Second, the court answered likely questions about religious freedom. For example, would churches be required to marry same-sex couples? The court reassures Kentuckians that whether the state could constitutionally prohibit same-sex marriages from being celebrated in Kentucky was not before the court (although the court’s analysis wades into that territory). And even if the state ban is struck down in a future case, “no court can require churches or other religious institutions to marry same-sex couples or any other couple . . . [as] part of our constitutional guarantee of freedom of religion.”

Third, the court noted that some might question the power of a single judge to override the laws resulting from a democratic process.
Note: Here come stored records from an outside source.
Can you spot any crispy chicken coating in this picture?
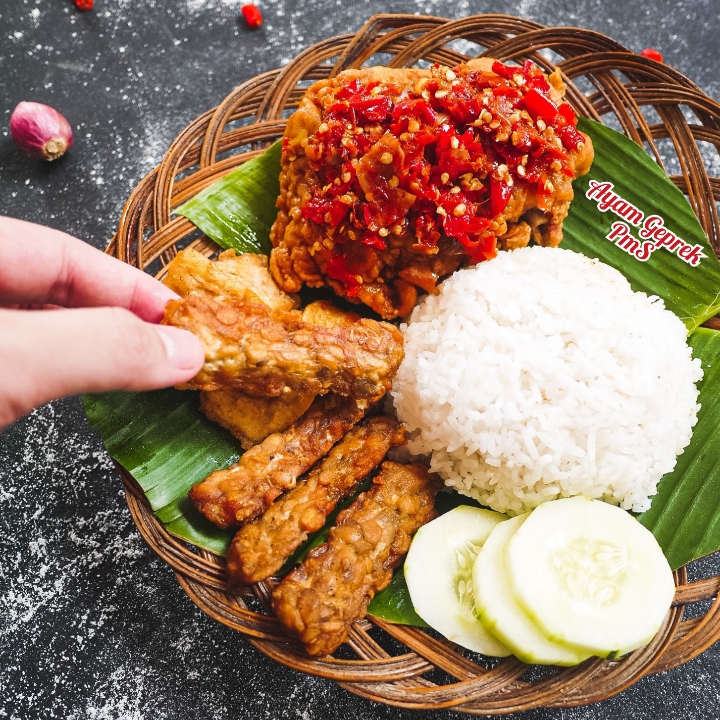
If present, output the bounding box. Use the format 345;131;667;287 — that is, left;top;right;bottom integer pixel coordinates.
272;462;442;656
163;295;403;398
188;395;367;528
270;58;593;319
227;415;405;583
163;248;314;450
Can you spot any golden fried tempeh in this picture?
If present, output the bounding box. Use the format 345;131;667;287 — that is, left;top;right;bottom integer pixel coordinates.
272;462;442;655
227;416;405;582
200;388;315;450
164;295;403;398
163;248;299;312
188;395;367;528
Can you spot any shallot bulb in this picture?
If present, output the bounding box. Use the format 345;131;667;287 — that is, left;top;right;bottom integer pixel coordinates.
10;102;73;160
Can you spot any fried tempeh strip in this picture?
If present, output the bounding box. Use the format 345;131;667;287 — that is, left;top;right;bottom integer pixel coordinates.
163;296;404;398
272;462;442;656
163;248;300;312
200;388;315;450
227;415;405;583
188;395;367;528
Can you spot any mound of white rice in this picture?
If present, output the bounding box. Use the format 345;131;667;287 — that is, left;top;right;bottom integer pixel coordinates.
392;247;702;514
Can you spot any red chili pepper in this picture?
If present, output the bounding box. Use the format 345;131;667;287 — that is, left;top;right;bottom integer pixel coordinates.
640;48;663;62
558;125;585;150
558;103;577;125
350;97;392;123
241;3;262;29
492;60;522;78
523;88;558;123
490;178;512;217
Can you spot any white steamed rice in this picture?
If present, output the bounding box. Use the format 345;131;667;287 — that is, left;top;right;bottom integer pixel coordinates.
392;247;702;514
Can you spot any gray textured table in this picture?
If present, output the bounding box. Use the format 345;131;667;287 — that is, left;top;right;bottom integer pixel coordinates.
0;0;720;720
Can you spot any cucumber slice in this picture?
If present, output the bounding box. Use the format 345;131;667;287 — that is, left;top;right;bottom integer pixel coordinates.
405;505;510;657
473;515;590;665
506;497;675;657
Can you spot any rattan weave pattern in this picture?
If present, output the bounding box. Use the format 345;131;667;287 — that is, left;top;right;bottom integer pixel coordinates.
107;15;720;715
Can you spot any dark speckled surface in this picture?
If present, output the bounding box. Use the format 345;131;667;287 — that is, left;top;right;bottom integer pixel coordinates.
0;0;720;720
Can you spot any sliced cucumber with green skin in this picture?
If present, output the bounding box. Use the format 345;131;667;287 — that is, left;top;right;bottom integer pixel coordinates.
473;515;590;665
506;497;675;657
405;505;510;657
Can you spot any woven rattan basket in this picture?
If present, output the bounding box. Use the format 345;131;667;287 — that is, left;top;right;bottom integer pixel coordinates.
108;15;720;715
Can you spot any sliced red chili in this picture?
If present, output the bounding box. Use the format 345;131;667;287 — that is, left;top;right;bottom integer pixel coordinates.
240;3;262;29
640;48;663;62
558;125;585;150
350;97;392;123
558;103;577;125
523;88;558;123
490;177;512;217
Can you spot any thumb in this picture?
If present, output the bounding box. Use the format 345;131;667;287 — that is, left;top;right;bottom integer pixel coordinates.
0;308;204;427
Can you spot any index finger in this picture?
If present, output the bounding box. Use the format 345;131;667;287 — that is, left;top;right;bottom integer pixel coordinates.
0;217;177;322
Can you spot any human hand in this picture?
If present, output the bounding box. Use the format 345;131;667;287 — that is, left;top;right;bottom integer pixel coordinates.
0;217;204;429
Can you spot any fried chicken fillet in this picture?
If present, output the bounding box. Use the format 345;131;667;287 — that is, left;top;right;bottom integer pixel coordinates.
270;58;593;319
227;415;405;583
163;248;315;450
272;462;442;656
188;395;367;528
163;295;404;398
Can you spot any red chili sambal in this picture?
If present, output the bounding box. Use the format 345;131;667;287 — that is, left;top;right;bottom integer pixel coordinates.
271;60;592;318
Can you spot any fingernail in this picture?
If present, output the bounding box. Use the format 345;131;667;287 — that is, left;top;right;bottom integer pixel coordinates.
155;325;205;370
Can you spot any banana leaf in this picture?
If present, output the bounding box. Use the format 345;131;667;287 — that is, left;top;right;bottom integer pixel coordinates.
639;328;720;570
85;115;720;625
176;140;280;255
562;119;720;332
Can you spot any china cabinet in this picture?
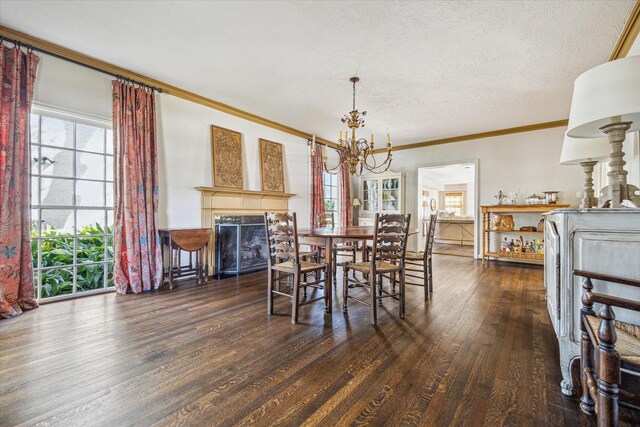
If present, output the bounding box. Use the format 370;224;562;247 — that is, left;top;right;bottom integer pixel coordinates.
360;172;405;221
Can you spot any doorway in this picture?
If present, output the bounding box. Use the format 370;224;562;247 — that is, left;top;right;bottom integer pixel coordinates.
416;161;478;257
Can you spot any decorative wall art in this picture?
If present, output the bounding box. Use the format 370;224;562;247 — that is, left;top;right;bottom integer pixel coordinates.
260;138;284;193
211;125;248;189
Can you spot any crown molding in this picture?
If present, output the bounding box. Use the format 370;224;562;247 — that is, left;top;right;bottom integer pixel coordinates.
0;25;337;147
374;0;640;153
0;0;640;157
374;119;569;153
609;0;640;61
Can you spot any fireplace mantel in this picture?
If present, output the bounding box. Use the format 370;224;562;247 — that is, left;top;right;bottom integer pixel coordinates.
195;187;295;216
195;187;295;268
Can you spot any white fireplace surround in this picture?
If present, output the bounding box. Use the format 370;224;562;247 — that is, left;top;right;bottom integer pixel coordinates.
195;187;296;274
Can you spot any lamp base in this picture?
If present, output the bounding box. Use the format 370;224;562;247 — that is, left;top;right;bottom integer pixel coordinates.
602;184;640;208
600;122;640;208
580;161;598;209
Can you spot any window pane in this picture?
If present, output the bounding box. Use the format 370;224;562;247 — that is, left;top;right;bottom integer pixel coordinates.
76;181;104;206
31;178;40;205
76;236;104;264
106;129;113;154
41;267;73;298
29;114;40;144
41;209;74;236
76;153;104;179
40;116;73;148
105;182;113;206
31;209;40;236
40;147;73;178
41;238;73;268
76;209;105;234
106;156;113;181
76;123;105;153
107;211;113;234
107;236;113;261
107;262;115;287
40;178;73;206
76;264;105;292
29;144;40;175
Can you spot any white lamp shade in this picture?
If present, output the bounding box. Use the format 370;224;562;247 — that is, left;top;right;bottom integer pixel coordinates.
560;134;611;165
567;56;640;138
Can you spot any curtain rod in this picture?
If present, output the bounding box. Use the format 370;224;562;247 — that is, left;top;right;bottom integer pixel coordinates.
0;35;164;93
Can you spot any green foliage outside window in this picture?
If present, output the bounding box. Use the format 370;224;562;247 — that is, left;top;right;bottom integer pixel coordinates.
31;224;113;298
324;199;336;212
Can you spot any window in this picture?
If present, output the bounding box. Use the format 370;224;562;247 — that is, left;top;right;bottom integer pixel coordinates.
322;172;338;226
444;192;464;216
31;109;113;299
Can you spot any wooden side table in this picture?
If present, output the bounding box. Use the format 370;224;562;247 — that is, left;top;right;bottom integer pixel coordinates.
158;228;211;289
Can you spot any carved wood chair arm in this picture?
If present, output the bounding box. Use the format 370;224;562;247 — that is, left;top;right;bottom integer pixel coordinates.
587;292;640;311
573;269;640;288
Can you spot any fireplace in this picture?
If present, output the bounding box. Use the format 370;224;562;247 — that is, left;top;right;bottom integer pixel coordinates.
214;215;268;275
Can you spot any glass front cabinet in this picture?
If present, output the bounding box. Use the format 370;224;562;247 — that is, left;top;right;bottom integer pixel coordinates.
360;172;405;219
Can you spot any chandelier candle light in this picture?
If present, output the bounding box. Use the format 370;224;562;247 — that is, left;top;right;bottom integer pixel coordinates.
322;77;392;175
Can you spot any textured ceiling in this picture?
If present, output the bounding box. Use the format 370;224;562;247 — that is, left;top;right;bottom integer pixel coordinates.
0;0;633;144
418;164;475;188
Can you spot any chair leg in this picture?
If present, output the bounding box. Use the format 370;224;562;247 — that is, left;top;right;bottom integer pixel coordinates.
595;349;620;427
331;248;338;288
267;269;273;314
422;258;431;300
429;258;433;293
291;271;300;324
580;328;594;415
369;271;378;325
398;270;405;319
342;265;349;313
596;305;620;427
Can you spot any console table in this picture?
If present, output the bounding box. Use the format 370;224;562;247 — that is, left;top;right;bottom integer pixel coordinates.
158;228;211;289
482;204;569;264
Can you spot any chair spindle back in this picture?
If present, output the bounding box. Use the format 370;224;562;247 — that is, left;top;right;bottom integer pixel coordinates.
424;214;438;255
371;214;411;263
264;212;300;267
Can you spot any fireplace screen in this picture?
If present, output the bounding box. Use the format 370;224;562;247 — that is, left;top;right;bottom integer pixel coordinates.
215;216;267;274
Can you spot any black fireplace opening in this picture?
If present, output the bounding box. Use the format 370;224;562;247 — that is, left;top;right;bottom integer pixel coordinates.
215;215;268;276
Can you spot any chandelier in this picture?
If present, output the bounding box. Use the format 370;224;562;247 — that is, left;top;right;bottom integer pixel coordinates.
314;77;392;176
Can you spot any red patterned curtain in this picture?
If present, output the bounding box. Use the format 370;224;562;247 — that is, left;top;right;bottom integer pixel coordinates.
113;81;162;294
309;147;324;227
339;163;353;227
0;42;40;318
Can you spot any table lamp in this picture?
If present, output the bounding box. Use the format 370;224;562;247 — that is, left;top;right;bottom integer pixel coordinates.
567;56;640;208
560;134;610;208
351;197;360;225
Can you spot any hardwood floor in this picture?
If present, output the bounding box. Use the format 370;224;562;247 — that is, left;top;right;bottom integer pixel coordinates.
432;242;473;258
0;255;638;426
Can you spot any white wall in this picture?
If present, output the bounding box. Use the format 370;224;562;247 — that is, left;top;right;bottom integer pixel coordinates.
360;128;583;254
34;54;309;231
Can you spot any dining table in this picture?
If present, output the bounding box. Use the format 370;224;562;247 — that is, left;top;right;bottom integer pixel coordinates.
298;225;419;313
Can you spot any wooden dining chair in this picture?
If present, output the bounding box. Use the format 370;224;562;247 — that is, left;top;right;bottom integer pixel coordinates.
405;214;438;300
318;212;356;283
573;270;640;426
264;212;331;323
342;214;411;325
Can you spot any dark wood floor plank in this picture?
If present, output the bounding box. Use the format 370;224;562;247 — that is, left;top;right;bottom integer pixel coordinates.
0;255;636;426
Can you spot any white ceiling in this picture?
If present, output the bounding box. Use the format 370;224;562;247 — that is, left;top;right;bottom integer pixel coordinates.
0;0;634;144
418;163;475;189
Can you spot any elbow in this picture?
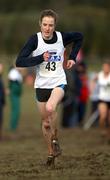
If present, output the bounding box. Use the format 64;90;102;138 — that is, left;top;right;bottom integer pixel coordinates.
15;58;22;67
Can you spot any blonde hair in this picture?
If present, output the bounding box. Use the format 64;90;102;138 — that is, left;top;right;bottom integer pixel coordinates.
39;9;58;24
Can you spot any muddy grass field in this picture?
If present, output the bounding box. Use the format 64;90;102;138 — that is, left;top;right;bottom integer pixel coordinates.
0;84;110;180
0;128;110;180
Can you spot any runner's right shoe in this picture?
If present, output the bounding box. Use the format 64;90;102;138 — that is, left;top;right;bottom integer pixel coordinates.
46;155;55;167
52;139;62;157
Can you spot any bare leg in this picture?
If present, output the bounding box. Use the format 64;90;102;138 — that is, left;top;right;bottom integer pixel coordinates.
98;103;108;135
38;87;64;154
46;87;64;141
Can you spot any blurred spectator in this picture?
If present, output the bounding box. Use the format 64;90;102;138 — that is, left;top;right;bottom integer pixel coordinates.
97;60;110;142
8;66;23;133
76;61;89;126
0;63;5;140
89;72;99;126
61;68;81;128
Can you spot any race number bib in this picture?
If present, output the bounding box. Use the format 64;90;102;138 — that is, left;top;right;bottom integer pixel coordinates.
39;61;62;77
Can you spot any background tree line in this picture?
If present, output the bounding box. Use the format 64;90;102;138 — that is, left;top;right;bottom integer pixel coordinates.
0;0;110;56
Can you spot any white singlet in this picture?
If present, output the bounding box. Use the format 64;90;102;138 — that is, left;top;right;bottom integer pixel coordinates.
32;32;67;89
But while states once had “wide latitude to codify their traditional and moral values into law,” the Fourteenth Amendment clearly curtails that power. And [the tenet] that judges have final say on the meaning of the constitution and the individual rights it guarantees “is the way of our Constitution.”

Finally, the court anticipated critics who might accuse judges of creating new rights, a change that appears to be “happening so suddenly.” For those critics, the judge offered reassurance that our understanding of the Constitution has always been an evolving one. And while the changes in the realm of same-sex marriage might seem sudden, the jurisprudence that led to them has been developing for almost half a century since the Supreme Court’s invalidation of interracial marriage bans in Loving v. Virginia (1967) (discussed in more detail here). It took the Supreme Court 46 years to get from Loving to Romer to Lawrence v. Texas to Windsor, and each of these small steps leads to the result in Bourke.

Conclusion

Although there have been many watershed moments in the battle over same-sex marriage, the Court’s ruling in Windsor may turn out to be the most significant of all. If Windsor means, as two federal courts have now said, that states cannot deny recognition to same-sex marriages from elsewhere consistent with equal protection principles, then the battle over same-sex marriage is all but over. By long tradition, states do not require residency for marriage (although they do for divorce), so residents of any state can legally marry in any other state. And if those marriages must be recognized when couples return home, move, or travel through an anti-same-sex marriage state, then the refusal of some states to allow the celebration of same-sex marriage in the first instance has little practical consequence.

And the end of the controversy may be hastened still by rulings like the one in Virginia just last week. A federal judge, in Bostic v. Rainey, concluded that the state’s statutory and constitutional bans on the celebration and recognition of same-sex marriage are unconstitutional under federal due process and equal protection principles. If that ruling survives appeal, Virginia must not only give effect to out-of-state same-sex marriages, as is true in Kentucky, but must allow them to be celebrated in the first instance.